Africa

UN says NE Nigeria drawn back by 70 years in education

611 teachers have been deliberately killed and 19,000 forced to flee since 2009

Ekip  | 23.09.2016 - Update : 23.09.2016
UN says NE Nigeria drawn back by 70 years in education

Nigeria

By Rafiu Ajakaye

LAGOS, Nigeria

Boko Haram insurgency has set back Nigeria’s northeast by at least 70 years in education development, killing 611 teachers and forcing an estimated 952,029 children to flee schools, the UN said Friday.

“As of 2015 in Nigeria, where Boko Haram has targeted education workers and students, at least 611 teachers had been deliberately killed and 19,000 forced to flee since 2009,” the UN said in a media advisory Friday ahead of public presentation on Monday of the 2016 Global Education Monitoring (GEM) report in Nigeria.

The advisory, released to the media by a UN official Oluseyi Soremekun in the Nigerian capital Abuja, said up to 910 schools have been destroyed while 1,500 have been shut in the wake of the violence.

GEM report shows individual country's progress in the attainment of the 2030 agenda for sustainable development.

It said the violence has dragged the northeast down the ladder in the push for the goal by at least 70 years, compared to other regions.

“On current trends, universal primary education in sub-Saharan Africa will be achieved in 2080, while universal lower secondary completion will be achieved in 2089,” the report said.

“The universal upper secondary completion will be achieved in 2099. This will leave the (northeast) region 70 years late for the 2030 SDGs deadline.”

UNICEF made similar observation last year December when it said Boko Haram-related violence and attacks on civilian population have forced more than a million children out of school across Nigeria, Cameroon, Chad and Niger.

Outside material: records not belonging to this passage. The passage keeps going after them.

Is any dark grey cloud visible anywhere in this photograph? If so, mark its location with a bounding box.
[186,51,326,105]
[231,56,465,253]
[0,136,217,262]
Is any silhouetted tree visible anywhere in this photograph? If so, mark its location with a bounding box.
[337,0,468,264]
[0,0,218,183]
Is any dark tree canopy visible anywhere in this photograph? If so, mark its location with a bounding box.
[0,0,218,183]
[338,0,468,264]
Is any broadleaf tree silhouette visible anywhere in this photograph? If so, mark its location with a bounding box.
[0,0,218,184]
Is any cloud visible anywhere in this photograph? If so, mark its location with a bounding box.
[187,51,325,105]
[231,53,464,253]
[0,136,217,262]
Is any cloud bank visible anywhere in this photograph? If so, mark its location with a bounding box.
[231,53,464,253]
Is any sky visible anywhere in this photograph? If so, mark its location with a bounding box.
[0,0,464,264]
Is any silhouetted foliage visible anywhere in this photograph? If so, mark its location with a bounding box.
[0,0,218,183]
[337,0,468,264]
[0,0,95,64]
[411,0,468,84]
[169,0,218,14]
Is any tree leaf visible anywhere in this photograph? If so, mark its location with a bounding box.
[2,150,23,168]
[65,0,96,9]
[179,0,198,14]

The agency had said in a statement that the figure adds to the estimated 11 million children already out of school across the Lake Chad region.

"Across Nigeria, Cameroon, Chad and Niger, over 2,000 schools remain closed due to the conflict -- some of them for more than a year -- and hundreds have been attacked, looted or set on fire. In far north Cameroon, only one out of the 135 schools closed in 2014 has re-opened this year," the UNICEF said.